Subgraph isomorphism asks whether a query graph Q is isomorphic to some subgraph of a target graph G. What is the computational complexity of this problem?

  1. \(O(N \log N)\) — efficiently solvable using topological sort
  2. \(O(N^2 + E)\) — solvable in polynomial time using BFS/DFS
  3. NP-complete — no known polynomial-time algorithm exists for the general case
  4. \(O(N^3)\) — solvable in cubic time using dynamic programming
Show Answer

The correct answer is C. Subgraph isomorphism is NP-complete: deciding whether a query graph Q appears as a subgraph in a target graph G is at least as hard as graph isomorphism, and the special case of finding Hamiltonian paths (an NP-complete problem) reduces to it. In practice, algorithms like VF2 and Ullmann's use backtracking with pruning and are fast for many practical cases, but worst-case runtime is exponential in |V(Q)|. This computational hardness motivates approximate neural approaches like SPMiner.

Concept Tested: Subgraph Isomorphism


Question 2

Frequent subgraph mining searches for patterns that appear in at least min_support graphs in a database. The anti-monotonicity property is key to making this tractable. What does anti-monotonicity state?

  1. If a subgraph pattern S is infrequent, then all supergraphs of S (graphs containing S as a subgraph) are also infrequent
  2. If a subgraph pattern S is infrequent (below min_support), then all graphs that contain S as a subgraph are also infrequent
  3. Larger subgraphs are always more frequent than smaller ones in dense graphs
  4. A subgraph's frequency decreases monotonically as the minimum support threshold increases
Show Answer

The correct answer is A. Anti-monotonicity (also called the downward closure property): if pattern S is frequent, then every subgraph of S must also be frequent (if you can find pattern S in many graphs, you can certainly find all of S's smaller subpatterns in at least as many graphs).
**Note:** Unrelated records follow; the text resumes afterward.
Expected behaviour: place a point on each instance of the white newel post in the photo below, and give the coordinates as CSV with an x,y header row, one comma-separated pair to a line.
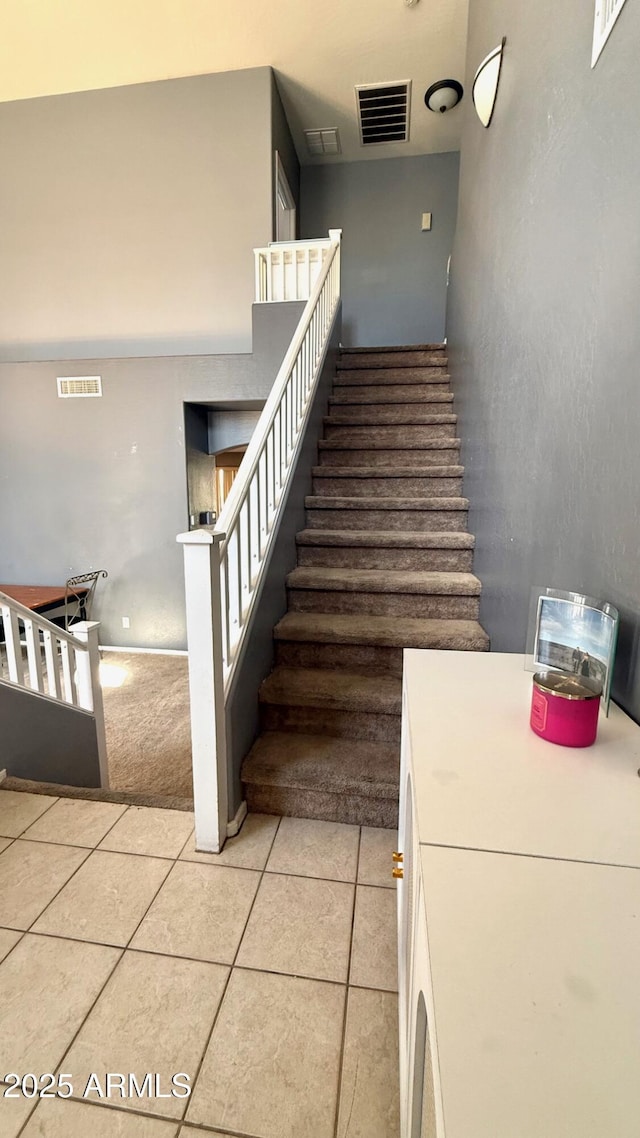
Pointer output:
x,y
206,686
89,691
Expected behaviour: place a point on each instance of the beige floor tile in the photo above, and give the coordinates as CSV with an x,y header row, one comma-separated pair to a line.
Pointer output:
x,y
8,938
370,1085
314,849
145,830
75,822
300,925
196,1132
31,874
14,1113
200,912
48,986
57,1118
376,864
374,955
17,810
106,899
248,850
271,1068
154,1015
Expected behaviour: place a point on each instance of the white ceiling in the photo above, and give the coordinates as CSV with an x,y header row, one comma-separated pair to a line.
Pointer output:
x,y
320,50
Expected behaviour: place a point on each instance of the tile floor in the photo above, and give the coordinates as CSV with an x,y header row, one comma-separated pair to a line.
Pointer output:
x,y
265,973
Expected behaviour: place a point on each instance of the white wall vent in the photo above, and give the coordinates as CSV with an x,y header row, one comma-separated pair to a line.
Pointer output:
x,y
607,11
383,112
322,141
79,387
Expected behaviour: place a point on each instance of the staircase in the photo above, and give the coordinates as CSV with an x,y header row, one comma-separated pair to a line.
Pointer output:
x,y
385,563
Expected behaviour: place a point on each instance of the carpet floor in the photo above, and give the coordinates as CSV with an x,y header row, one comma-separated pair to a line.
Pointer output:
x,y
147,724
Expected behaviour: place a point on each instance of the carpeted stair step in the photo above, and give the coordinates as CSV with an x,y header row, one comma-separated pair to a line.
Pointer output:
x,y
382,360
351,404
401,593
434,452
390,410
347,549
396,414
413,513
316,776
405,481
368,643
379,377
385,348
322,701
391,435
403,428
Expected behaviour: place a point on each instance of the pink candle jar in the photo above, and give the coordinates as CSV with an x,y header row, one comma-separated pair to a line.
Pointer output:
x,y
564,708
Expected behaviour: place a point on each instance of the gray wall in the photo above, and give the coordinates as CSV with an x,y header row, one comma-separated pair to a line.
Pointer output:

Equivalently, if S is infrequent, no supergraph of S can be frequent. This enables level-wise search (Apriori-style): enumerate patterns of size k only from frequent patterns of size k−1, pruning any candidate whose sub-patterns are already infrequent.

Concept Tested: Frequent Subgraph Mining


Question 3

Order embeddings represent the partial order relationship "Q is a subgraph of G" in embedding space. What geometric property must the embedding satisfy?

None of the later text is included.